La Congregazione per i Vescovi chiede a McCarrick di condurre una vita più riservata, di rinunciare ai frequenti appuntamenti pubblici. Inutilmente. Il porporato americano continua a viaggiare da una parte all’altra del mondo. «Questi spostamenti erano in genere conosciuti e almeno tacitamente approvati dal nunzio». Dai documenti e dalle testimonianze del Rapporto appare infatti evidente che le «restrizioni» richieste a McCarrick non sono «sanzioni». Sono raccomandazioni, comunicate oralmente nel 2006 e per iscritto nel 2008, senza che sia «esplicitamente menzionato l’imprimatur della volontà papale». 

 

Poi sopraggiunge una nuova denuncia contro McCarrick, di cui si ha notizia nel 2012. Viganò, diventato nunzio negli Stati Uniti, riceve l’incarico di indagare dal Prefetto della Congregazione dei Vescovi. Da quanto emerge dal report, il Nunzio «però non compie tutti gli accertamenti che gli erano stati richiesti. Inoltre, continuando a seguire lo stesso approccio usato fino a quel momento, non compie passi significativi per limitare le attività e i viaggi nazionali e internazionali di McCarrick».

 

Cacciato da papa Francesco

il cardinale theodore mccarrick

McCarrick è già ultraottantenne e quindi escluso dal Conclave che elegge papa Francesco.
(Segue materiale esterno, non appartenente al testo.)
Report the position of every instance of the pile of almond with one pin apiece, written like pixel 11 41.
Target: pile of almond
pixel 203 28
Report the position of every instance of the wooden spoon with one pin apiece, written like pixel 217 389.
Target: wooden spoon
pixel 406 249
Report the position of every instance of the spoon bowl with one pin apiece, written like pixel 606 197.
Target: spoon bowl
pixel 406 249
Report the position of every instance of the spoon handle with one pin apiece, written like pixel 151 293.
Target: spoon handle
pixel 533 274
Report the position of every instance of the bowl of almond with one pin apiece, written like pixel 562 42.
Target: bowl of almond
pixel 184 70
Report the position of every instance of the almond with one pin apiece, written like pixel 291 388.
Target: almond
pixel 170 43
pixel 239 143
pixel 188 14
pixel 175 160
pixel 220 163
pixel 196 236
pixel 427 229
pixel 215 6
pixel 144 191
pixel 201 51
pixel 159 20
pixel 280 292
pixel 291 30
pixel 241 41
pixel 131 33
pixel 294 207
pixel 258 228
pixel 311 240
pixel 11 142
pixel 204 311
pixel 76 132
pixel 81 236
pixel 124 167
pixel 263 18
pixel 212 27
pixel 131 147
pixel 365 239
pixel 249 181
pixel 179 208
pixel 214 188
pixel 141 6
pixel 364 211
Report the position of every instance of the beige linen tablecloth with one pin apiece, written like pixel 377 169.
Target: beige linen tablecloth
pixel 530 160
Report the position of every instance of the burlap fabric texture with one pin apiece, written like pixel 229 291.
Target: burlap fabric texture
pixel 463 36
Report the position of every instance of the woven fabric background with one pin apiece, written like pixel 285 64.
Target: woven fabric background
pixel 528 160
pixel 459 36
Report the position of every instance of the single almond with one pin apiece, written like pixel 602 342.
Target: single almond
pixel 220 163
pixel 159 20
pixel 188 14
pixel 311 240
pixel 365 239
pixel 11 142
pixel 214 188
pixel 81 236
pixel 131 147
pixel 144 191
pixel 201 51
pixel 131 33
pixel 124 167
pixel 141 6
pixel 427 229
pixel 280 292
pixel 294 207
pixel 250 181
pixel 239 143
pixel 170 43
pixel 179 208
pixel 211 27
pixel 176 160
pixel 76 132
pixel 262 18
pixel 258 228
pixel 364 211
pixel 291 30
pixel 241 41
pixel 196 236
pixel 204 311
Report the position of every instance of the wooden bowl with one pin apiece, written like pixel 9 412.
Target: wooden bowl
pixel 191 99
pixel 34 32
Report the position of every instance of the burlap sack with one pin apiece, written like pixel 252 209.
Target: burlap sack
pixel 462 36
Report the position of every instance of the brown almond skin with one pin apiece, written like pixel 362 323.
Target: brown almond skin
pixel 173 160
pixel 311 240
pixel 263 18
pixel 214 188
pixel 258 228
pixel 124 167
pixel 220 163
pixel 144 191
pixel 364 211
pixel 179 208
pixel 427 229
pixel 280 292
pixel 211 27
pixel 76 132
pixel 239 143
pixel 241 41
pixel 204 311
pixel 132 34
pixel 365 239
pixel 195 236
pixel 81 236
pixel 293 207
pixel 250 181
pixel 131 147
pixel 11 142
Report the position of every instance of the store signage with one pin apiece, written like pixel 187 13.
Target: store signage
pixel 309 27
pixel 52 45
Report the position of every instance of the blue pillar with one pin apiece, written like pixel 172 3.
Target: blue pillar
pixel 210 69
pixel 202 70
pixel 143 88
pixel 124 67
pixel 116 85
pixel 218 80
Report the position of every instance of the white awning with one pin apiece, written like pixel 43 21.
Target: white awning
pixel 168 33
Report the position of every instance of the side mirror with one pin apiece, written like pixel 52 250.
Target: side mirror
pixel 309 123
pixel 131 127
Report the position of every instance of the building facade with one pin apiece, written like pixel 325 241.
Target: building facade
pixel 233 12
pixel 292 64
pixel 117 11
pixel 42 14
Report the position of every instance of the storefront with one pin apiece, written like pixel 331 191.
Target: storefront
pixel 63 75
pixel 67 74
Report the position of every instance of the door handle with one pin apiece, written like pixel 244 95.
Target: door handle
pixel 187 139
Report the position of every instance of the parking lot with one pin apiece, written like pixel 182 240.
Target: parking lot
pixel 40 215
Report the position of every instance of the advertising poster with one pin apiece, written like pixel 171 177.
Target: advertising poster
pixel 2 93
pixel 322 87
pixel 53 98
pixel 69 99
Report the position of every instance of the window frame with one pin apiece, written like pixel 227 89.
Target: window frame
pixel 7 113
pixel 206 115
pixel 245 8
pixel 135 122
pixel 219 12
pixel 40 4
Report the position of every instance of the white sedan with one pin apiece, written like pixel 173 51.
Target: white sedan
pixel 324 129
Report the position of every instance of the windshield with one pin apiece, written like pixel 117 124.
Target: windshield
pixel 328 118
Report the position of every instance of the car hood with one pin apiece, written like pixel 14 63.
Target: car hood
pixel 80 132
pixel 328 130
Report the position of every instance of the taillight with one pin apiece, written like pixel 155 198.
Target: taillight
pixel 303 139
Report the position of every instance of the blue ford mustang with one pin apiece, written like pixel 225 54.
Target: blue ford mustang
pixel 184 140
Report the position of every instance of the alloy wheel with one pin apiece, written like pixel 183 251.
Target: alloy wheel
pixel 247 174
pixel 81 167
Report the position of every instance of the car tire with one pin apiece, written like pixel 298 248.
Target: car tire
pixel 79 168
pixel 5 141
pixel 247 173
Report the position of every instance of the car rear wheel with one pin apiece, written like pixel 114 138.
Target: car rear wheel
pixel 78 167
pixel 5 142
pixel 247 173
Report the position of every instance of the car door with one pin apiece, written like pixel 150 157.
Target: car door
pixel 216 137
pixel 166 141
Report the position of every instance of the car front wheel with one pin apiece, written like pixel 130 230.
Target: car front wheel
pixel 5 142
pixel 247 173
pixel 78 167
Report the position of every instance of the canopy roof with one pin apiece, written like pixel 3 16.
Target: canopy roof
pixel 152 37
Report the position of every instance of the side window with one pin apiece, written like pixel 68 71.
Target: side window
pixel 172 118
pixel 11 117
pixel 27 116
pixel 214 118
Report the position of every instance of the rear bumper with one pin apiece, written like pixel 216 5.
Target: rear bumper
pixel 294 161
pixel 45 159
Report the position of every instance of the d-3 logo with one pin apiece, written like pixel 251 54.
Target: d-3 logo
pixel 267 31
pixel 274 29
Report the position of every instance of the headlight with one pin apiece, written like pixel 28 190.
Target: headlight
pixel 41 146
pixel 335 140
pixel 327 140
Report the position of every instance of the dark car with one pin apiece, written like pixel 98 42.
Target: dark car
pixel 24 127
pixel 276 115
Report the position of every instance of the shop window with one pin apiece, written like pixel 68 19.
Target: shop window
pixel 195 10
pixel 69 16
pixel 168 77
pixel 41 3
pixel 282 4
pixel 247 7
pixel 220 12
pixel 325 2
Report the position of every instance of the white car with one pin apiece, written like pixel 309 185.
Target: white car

Continua a viaggiare, e al nuovo Pontefice «non vengono consegnati documenti o testimonianze che lo mettano al corrente della gravità delle accuse, ancora solo in relazione ad adulti, rivolte contro l’ex arcivescovo di Washington». A Bergoglio vengono citati «comportamenti immorali con adulti» prima della nomina di McCarrick a Washington.

 

Francesco considera però che le accuse sono state analizzate e respinte da Giovanni Paolo II, e, appurando che McCarrick è rimasto operativo durante il pontificato di Benedetto XVI, non ritiene necessario modificare «quanto stabilito dai suoi predecessori»: dunque «non corrisponde al vero affermare che abbia tolto o alleggerito sanzioni o restrizioni all’arcivescovo emerito». Fino alla conoscenza della prima accusa di abuso su un minore: a quel punto il Papa argentino stabilisce immediatamente un provvedimento gravissimo e senza precedenti: la dimissione dallo stato clericale, a conclusione di un veloce processo canonico.